Hart Health Strategies provides a comprehensive policy briefing on a weekly basis. This in-depth health policy briefing is sent out at the beginning of each week. The health policy briefing recaps the previous week and previews the week ahead. It alerts clients to upcoming congressional hearings, newly introduced bills, regulatory announcements, and implementation activity related to the Patient Protection and Affordable Care Act (PPACA) and other health laws.


Lawmakers Turn to Funding the Federal Government

Now that Congress has returned from a long summer recess, lawmakers’ focus will be on moving a stopgap-spending bill before the new fiscal year (FY) begins on October 1. Conservative members of the House Freedom Caucus are pushing for a continuing resolution (CR) that funds the government through the beginning of 2017, in order to avoid policy compromises and bargaining on a large spending deal during the lame-duck session following the November elections. Some Freedom Caucus members have voiced concerns about the lack of accountability during lame duck sessions of members who are retiring or have been voted out of office. But Republican leadership, along with congressional Democrats, appear more likely to support a short-term CR followed by a bipartisan budget deal negotiated before the end of the calendar year. Because there is the chance that the GOP could lose their majority in one or both chambers, leadership would prefer to control the negotiation process during lame-duck than leave it to the 115th Congress after the new year. And Democrats want the option of a clean slate should Democratic presidential nominee Hillary Clinton win the election, so that she does not have to negotiate funding for the federal government during her first days in office. Issues likely to arise during the formulation of a CR include funding to combat the Zika virus and the opioid abuse crisis. While the President has issued an official notification that he plans to submit the Trans-Pacific Partnership (TPP) trade deal for a vote in Congress, prospects of passage remain bleak. Progressive members of Congress remain staunchly opposed to the agreement, and a number of Republicans have also signaled their opposition. Democrats, however, have echoed the above concerns about lawmaker accountability during a lame-duck session regarding the TPP if it is brought for a vote after the general election. Congress is scheduled to be in session through the first week of October, though it is possible that the chambers could recess earlier to allow time for campaigning in home districts.

Zika Update

In a revision of previous agency guidance, the Food and Drug Administration (FDA) announced last week that all donated blood in the United States should be screened for the Zika virus, not only blood that is donated in areas of active transmission. The decision reflects concerns about increases in travel-related cases and sexual transmission of the virus. There are currently no known cases of the virus being spread through blood transfusion at this time. The 11 states with the highest risk of local transmission (Alabama, Arizona, California, Georgia, Hawaii, Louisiana, Mississippi, New Mexico, New York, South Carolina, Texas) have four weeks to initiate testing, while all other states have 12 weeks to begin screening.
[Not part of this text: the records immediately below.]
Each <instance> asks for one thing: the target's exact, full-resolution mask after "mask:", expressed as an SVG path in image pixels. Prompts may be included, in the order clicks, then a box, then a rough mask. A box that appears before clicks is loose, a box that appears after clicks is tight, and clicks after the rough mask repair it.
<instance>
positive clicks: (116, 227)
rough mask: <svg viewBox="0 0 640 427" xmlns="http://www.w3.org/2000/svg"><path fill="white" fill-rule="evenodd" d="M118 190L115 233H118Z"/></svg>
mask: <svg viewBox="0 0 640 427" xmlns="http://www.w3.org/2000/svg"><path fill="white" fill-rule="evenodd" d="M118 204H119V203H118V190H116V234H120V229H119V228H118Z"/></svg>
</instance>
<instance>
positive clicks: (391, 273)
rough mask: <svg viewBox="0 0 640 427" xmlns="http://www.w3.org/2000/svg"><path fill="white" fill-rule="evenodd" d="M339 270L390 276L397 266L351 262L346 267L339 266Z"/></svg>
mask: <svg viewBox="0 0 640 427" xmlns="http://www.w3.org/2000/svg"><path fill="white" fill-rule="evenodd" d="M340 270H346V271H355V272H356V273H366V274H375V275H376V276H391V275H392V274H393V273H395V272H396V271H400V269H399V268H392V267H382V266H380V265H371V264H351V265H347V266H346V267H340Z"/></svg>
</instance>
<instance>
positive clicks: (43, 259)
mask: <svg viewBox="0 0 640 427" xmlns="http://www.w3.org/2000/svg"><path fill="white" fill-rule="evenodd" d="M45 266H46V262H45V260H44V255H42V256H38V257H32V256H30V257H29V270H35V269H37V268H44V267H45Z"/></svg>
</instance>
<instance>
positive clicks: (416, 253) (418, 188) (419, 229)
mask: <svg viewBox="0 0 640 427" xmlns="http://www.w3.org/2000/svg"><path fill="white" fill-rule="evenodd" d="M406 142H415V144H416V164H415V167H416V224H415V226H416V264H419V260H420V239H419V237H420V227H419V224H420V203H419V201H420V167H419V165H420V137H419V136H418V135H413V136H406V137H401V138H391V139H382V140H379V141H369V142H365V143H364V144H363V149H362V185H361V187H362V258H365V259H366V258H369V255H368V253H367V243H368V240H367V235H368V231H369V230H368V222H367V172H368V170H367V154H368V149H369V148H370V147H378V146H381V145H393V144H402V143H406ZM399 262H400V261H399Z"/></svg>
Director of the Centers for Disease Control and Prevention (CDC) Thomas Frieden has begun the push for inclusion of Zika funding in the spending bill to prevent a government shutdown at the start of the new fiscal year (FY) starting October 1. He emphasized that a continuing resolution (CR) without additional Zika funding would delay longterm projects necessary to federal Zika response. Research initiatives, support to states with local transmission, mosquito control infrastructure, and the development of diagnostic tests could be negatively impacted. The Senate is scheduled to vote again this week on the $1.1 billion Republican Zika spending bill, which Democrats remain in opposition to because of restrictions placed on Planned Parenthood funding.